ELES É QUE SABEM
Anda meio mundo muito preocupado com as barrigas de aluguer. Parece que, segundo a nova moral, tais barrigas não são de aluguer, que ideia, são de borla. Uma generosíssima senhora, comovida com a situação de um casal infértil – não sei se um casal propriamente dito ou se há outras modalidades incluídas – oferece-se para gerar uma criancinha a partir de material genético do referido casal. E pronto, passados nove meses, se tudo correr bem, nasce o novo cidadão, todo rosado, gordinho e bem disposto. Ao ver tão bela criatura, a senhora que a pariu tem um ataque de ternura e fica com ela. Fica, ou não fica?
Não percebo a dúvida que vem assaltando os legisladores, os neomoralistas, os geringonços, o Presidente, o Tribunal Constitucional, os juristas, os especialistas em direitos humanos, os teóricos, os filósofos, os jornalistas... É que contratos são contratos, mesmo que gratuitos. A tal senhora dispôs-se a gerar e parir um filho de terceiros, sendo tal filho daqueles e não dela. Mas, dizem os especialistas, pode decidir, legalmente, ficar com ele, sob pena de grave atentado aos seus “direitos”.
Você empresta, ou aluga a um amigo, uma courela. O seu amigo lavra a courela, rega-a, semeia-a e, como é evidente, fica com as couves. Mas o seu amigo, bem vistas as coisas, resolve, com protecção legal, apoderar-se delas. Você fica a arder. Acha bem? Não acha. Ninguém, no seu perfeito juízo, achará o contrário. A courela foi a barriga de aluguer.
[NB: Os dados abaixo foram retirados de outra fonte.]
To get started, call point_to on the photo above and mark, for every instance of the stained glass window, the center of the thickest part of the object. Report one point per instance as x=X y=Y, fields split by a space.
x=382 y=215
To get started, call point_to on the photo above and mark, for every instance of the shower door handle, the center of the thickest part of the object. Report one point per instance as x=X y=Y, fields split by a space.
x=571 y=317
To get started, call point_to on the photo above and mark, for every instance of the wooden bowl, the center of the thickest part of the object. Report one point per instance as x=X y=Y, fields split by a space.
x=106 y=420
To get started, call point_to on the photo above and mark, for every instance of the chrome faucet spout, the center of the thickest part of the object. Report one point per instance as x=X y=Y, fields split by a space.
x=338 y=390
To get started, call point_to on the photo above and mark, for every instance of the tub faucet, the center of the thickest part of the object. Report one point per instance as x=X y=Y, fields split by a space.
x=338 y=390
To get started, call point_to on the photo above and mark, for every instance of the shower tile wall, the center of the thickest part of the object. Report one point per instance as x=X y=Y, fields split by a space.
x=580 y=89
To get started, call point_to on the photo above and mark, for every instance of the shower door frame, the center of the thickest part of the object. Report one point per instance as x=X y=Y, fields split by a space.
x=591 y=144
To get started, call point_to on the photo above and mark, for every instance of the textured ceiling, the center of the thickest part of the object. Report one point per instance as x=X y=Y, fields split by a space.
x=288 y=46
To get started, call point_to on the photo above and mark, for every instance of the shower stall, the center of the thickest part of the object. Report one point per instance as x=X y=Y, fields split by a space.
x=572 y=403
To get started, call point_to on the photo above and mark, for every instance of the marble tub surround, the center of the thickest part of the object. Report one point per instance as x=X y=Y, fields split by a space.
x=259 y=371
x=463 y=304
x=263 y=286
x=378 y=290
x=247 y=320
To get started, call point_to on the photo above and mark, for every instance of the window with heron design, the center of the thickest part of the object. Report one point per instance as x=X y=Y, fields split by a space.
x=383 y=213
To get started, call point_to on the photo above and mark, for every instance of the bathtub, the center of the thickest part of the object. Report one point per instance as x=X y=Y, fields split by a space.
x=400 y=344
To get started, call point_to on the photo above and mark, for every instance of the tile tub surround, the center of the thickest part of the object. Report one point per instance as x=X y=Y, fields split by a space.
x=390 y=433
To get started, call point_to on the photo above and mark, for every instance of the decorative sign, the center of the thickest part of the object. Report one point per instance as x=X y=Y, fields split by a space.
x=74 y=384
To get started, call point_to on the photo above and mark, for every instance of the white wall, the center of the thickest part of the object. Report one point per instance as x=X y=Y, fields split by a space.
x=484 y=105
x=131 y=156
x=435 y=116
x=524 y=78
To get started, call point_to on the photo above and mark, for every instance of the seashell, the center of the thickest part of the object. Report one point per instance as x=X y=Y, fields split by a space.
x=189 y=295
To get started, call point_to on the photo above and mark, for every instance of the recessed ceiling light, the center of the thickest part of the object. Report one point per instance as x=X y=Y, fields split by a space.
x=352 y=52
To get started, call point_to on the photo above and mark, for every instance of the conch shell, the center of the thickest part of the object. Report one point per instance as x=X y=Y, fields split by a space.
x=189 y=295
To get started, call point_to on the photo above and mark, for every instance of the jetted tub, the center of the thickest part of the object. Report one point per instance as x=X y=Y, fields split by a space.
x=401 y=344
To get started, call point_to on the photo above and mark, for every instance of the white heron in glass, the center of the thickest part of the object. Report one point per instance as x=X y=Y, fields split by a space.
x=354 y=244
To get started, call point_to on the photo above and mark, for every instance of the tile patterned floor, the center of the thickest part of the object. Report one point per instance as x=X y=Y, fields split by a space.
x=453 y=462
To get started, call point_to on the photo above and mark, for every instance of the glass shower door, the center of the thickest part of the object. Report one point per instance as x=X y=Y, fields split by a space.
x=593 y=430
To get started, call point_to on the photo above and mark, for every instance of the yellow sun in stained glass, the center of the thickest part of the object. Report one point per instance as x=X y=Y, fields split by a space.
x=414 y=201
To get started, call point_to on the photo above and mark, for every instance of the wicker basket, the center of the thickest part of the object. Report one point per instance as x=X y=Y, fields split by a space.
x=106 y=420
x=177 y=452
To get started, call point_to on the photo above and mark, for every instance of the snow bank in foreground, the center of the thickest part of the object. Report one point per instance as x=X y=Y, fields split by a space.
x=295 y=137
O produto é do seu amigo, não é seu, ninguém o porá em dúvida.
No caso das barrigas de senhora, porém, diz a neomoral, que ela – a sua amiga – pode apoderar-se do produto das suas sementes, tendo um prazo para exercer tal “direito”, ou seja, para infirmar os termos do contrato celebrado, para faltar à palavra dada, para se locupletar com o que seu não é.
Pode fazê-lo? Evidentemente, não pode, não tem esse direito. Mas não é o que pensam os que têm em Portugal, o direito de pensar pelos outros, os donos da nova moral. Eles é que sabem.